Joder, aún me tiemblan las piernas recordándolo. Estaba en esa tienda de ropa en el centro, de esas con probadores grandes, con espejos por todos lados. Elegí un vestido negro ajustado, ceñido al culo, y unas braguitas de encaje que apenas cubrían nada. La tela nueva olía a limpio, suave como la piel recién depilada. Oí voces de clientes fuera, risas de mujeres probándose cosas.
Vi a ese tío alto, moreno, con ojos que me taladraban. No sé si era un cliente o el vendedor, pero me miró el escote y sonrió con picardía. ‘¿Te ayudo con eso?’, me dijo bajito, acercándose. Eh… sí, por qué no. Cogí otro par de vaqueros y le guiñé el ojo. ‘Ven, entra conmigo, quiero tu opinión’. Su cara de sorpresa, pero entró. Cerré el cortinón rojo, ese ruido de anillas rozando la barra metálica, clic-clic, y ya estaba. El corazón me latía fuerte. El espejo nos devolvía las imágenes: yo mordiéndome el labio, él respirando pesado, tan cerca que sentía su calor.
La tensión sube en la cabina
Sus manos en mi cintura, bajando el vestido despacio. ‘Shh, no hagas ruido’, susurró, pero su voz ronca me ponía a mil. Fuera, una voz de dependienta: ‘¿Todo bien ahí?’. ‘Sí, perfecto’, respondí yo, ahogando un gemido cuando él me apretó las tetas. El espejo frío contra mi espalda, erizándome la piel. Me giró, me besó el cuello, mordiendo suave.
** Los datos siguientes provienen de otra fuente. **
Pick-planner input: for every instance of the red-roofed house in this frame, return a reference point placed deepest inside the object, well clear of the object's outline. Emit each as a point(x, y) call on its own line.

Sus dedos colándose por las braguitas, tocando mi coño ya empapado. ‘Joder, estás chorreando’, murmuró. Yo, arqueándome, ‘Fóllame ya, pero calladito’. El tintineo de su cinturón abriéndose, el roce de la cremallera. Su polla dura contra mi culo, gruesa, caliente.
Me agaché un poco, apoyada en el espejo, viéndonos en el reflejo triple: mi cara de puta en celo, él colocándose atrás. Entró de un empujón, llenándome entera. ‘Ahh…’, mordí mi puño para no gritar. Follando fuerte, pero controlado, plac-plac de carne contra carne, amortiguado por la ropa en el suelo. Sus manos en mis caderas, clavándome los dedos. ‘Tu coño aprieta como una virgen’, jadeó bajito. Yo, empujando hacia atrás, ‘Más profundo, cabrón, rómpeme’. El sudor goteando, olor a sexo mezclado con perfume de tienda. Oí pasos fuera, alguien probando zapatos, tacones clicando. Eso nos volvió locos: él acelerando, yo tapándome la boca, el orgasmo subiendo como lava.
El clímax prohibido y la salida
Se corrió primero, gruñendo en mi oído, llenándome de leche caliente que chorreaba por mis muslos. Yo exploté segundos después, temblando, mordiendo su mano. ‘Joder… sí…’, susurré, las rodillas flojas. Se salió despacio, su polla brillando en el espejo, semen goteando al suelo. Limpiamos rápido con kleenex, riéndonos nerviosos. ‘Ha sido brutal’, dijo él, besándome.
Salí primero, el vestido puesto, pero sin bragas –las dejé ahí, empapadas–. Caminé por la tienda, sintiendo su corrida resbalando entre las piernas, el secreto ardiendo bajo la falda. En caja, la cajera me miró raro, olía a sexo seguro. ‘¿Algo más?’, preguntó. ‘No, gracias’, sonreí, pagando con el coño palpitando aún. Él salió después, guiñándome desde lejos. Salí a la calle, piernas temblando, recordando cada embestida en los espejos. Quiero volver… ¿y tú?